Latinos Sue Prince William Co. Over Immigration Resolution
posted 9:07 pm Wed October 10, 2007 - Washington
Latinos in northern Virginia filed a lawsuit Wednesday against Prince William County in an attempt to halt the implementation of a resolution that aims to deny a wide range of public services to illegal immigrants.
The lawsuit was filed in U.S. District Court in Alexandria, Va., and argues that enforcement of the measure passed by county lawmakers in July will subject immigrants in the United States legally to unnecessary government intrusion and will violate their right to equal protection under the law. The lawsuit says the measure violates the U.S. Constitution and federal and state laws.
The resolution allows local police to check the residency status of individuals they encounter, authorizes county employees to collect immigration data on people who seek public benefits and seeks to deny public services including housing assistance, drug rehab for jail inmates and senior programs, to illegal immigrants.
"This ordinance, which expresses the worst instincts of a few in the county, is destroying the basic fabric of community life," said Cesar Perales, president of the Puerto Rican Legal Defense and Education Fund.

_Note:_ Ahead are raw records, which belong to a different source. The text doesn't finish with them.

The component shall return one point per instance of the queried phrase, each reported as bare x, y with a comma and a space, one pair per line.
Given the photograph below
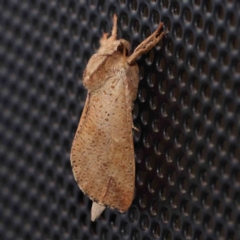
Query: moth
102, 154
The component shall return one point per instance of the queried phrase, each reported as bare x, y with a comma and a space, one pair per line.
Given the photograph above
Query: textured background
187, 110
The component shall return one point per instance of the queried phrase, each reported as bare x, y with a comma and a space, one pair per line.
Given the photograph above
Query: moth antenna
114, 29
96, 211
147, 44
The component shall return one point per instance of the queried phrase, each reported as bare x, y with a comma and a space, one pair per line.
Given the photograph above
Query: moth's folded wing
102, 154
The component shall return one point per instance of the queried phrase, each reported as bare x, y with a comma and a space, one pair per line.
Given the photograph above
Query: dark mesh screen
187, 110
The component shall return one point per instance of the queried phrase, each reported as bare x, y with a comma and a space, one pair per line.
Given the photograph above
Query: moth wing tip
96, 211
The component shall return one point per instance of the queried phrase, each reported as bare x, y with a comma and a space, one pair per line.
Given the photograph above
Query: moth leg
96, 211
114, 29
147, 44
113, 37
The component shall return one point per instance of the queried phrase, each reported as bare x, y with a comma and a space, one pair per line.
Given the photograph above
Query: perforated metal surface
187, 110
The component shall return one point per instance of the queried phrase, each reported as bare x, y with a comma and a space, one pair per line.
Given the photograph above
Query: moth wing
102, 154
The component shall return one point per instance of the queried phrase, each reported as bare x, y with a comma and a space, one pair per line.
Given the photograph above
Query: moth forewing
102, 154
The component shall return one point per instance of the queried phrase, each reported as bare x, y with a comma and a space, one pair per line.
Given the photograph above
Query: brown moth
102, 154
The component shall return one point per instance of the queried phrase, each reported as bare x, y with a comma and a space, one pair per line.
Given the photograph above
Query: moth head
109, 46
124, 47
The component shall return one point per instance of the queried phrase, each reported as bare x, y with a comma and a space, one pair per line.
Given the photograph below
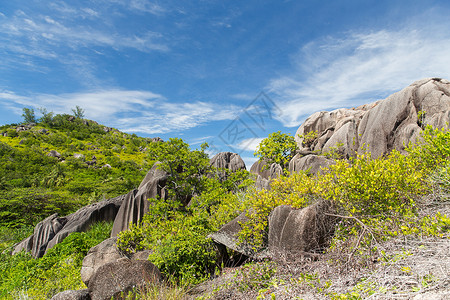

The group filed the lawsuit with the Washington law firm Howrey LLP and the Washington Lawyers' Committee for Civil Rights and Urban Affairs. It was filed on behalf of 21 plaintiffs ranging from U.S. citizens to undocumented residents and others with transitional status. The Woodbridge Workers Committee, which is considered by day laborers in the county as their official representative, is the 22nd plaintiff.
"Nowhere in the country have the courts upheld the right of counties to do what Prince William County is trying to do," Perales said.
Prince William County Board of Supervisors Chairman Corey A. Stewart said he believed the resolution would hold up in court.
"We carefully drafted the resolution and its implementation in anticipation of lawsuits and we are confident that it will withstand this and any other legal challenge that might arise," he said.
The resolution has placed Prince William County at the center of a debate on how to handle the region's growing immigrant population. Gov. Tim Kaine and other officials have criticized Congress for not doing enough to stop illegal immigration, which has prompted local jurisdictions to take the matter into their own hands.
Earlier this month, Prince William supervisors unanimously approved the new police department policy. But they held off on authorizing an extra $2.5 million a year needed to implement it. A final vote on the service restrictions and allocation of funding is planned for Oct. 16.
Perales expressed his concerns about how the measure has already seeped into many areas of everyday life: the concern about racial profiling by police when they choose whose residency status to check, the fear in the community of families being torn apart, and the detriment to legal residents, the county's economy, and the divisiveness he believes it will cause between neighbors. He worried that children would grow to mistrust police if they perceived them as officials who could deport their parents.
"This is a horrible thing," Perales said. "This is a most un-American thing that has been perpetrated by the board of supervisors."